Among other features, the medical system of the present invention localizes the target biopsy site in a manner that allows confirmation of the target biopsy site under MRI or other visualization modality, and allows increased accuracy of positioning of a biopsy device to ensure the cutting element of the biopsy device can be accurately placed at the target biopsy site. The medical system also prevents migration of site markers by reducing any predeployment plastic deformation of the site markers, thereby permitting the site markers to expand and engage the inside surfaces of a biopsy cavity with a greater force.

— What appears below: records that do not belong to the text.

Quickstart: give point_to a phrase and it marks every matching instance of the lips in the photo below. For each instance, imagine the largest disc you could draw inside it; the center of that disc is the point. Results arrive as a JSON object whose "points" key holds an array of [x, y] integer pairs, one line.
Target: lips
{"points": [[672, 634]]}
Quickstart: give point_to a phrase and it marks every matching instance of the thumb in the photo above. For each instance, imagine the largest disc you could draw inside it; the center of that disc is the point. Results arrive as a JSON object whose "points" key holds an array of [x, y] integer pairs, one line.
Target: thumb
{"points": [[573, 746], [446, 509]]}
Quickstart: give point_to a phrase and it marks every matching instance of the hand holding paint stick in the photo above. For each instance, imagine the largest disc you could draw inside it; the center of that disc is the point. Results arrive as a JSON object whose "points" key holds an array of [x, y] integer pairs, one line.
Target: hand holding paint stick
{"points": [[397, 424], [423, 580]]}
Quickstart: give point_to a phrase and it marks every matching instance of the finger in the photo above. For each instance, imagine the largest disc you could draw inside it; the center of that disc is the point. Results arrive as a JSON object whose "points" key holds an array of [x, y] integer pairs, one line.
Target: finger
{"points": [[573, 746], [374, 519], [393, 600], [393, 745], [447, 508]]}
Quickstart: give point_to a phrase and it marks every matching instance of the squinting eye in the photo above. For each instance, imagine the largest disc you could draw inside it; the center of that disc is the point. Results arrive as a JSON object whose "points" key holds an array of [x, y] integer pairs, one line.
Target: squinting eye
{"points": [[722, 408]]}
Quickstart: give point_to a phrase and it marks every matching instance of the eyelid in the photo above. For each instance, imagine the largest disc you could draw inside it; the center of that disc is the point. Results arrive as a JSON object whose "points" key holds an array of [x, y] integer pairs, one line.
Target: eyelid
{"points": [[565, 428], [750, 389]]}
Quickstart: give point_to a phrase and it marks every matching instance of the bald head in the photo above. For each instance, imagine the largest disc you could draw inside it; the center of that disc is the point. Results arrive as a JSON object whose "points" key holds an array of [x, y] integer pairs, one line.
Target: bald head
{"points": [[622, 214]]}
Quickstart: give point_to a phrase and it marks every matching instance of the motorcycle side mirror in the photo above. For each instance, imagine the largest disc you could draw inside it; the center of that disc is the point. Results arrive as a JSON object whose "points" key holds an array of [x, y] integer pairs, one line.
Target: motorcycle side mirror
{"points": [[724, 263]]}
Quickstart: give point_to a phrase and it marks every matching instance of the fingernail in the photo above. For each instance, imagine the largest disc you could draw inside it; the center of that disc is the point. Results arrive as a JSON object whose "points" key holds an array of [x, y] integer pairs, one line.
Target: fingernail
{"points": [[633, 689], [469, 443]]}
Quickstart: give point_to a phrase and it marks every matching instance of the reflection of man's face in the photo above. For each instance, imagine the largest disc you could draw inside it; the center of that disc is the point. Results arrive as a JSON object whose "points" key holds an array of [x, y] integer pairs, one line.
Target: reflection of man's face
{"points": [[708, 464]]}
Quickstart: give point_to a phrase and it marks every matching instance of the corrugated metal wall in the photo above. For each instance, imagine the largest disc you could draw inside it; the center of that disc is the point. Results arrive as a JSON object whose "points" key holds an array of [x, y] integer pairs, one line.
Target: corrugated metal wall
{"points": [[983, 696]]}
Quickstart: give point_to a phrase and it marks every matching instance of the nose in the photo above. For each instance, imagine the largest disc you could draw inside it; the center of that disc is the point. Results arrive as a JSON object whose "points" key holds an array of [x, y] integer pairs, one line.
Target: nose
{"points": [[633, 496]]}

While the embodiments of site markers 24, 124, 224, 324 are described as having four filament members, it is understood that one or more filament members may be adequate to retain the marker in the desired biopsy cavity or other location. In addition, while the present invention has been particularly shown and described with reference to the foregoing preferred embodiments, it should be understood by those skilled in the art that various alternatives to the embodiments of the invention described herein may be employed in practicing the invention without departing from the spirit and scope of the invention as defined in the following claims. It is intended that the following claims define the scope of the invention embodiments within the scope of these claims and their equivalents be covered thereby. This description of the invention should be understood to include all novel and non-obvious combinations of elements described herein, and claims may be presented in this or a later application to any novel and non-obvious combination of these elements. The foregoing embodiment is illustrative, and no single feature or element is essential to all possible combinations that may be claimed in this or a later application.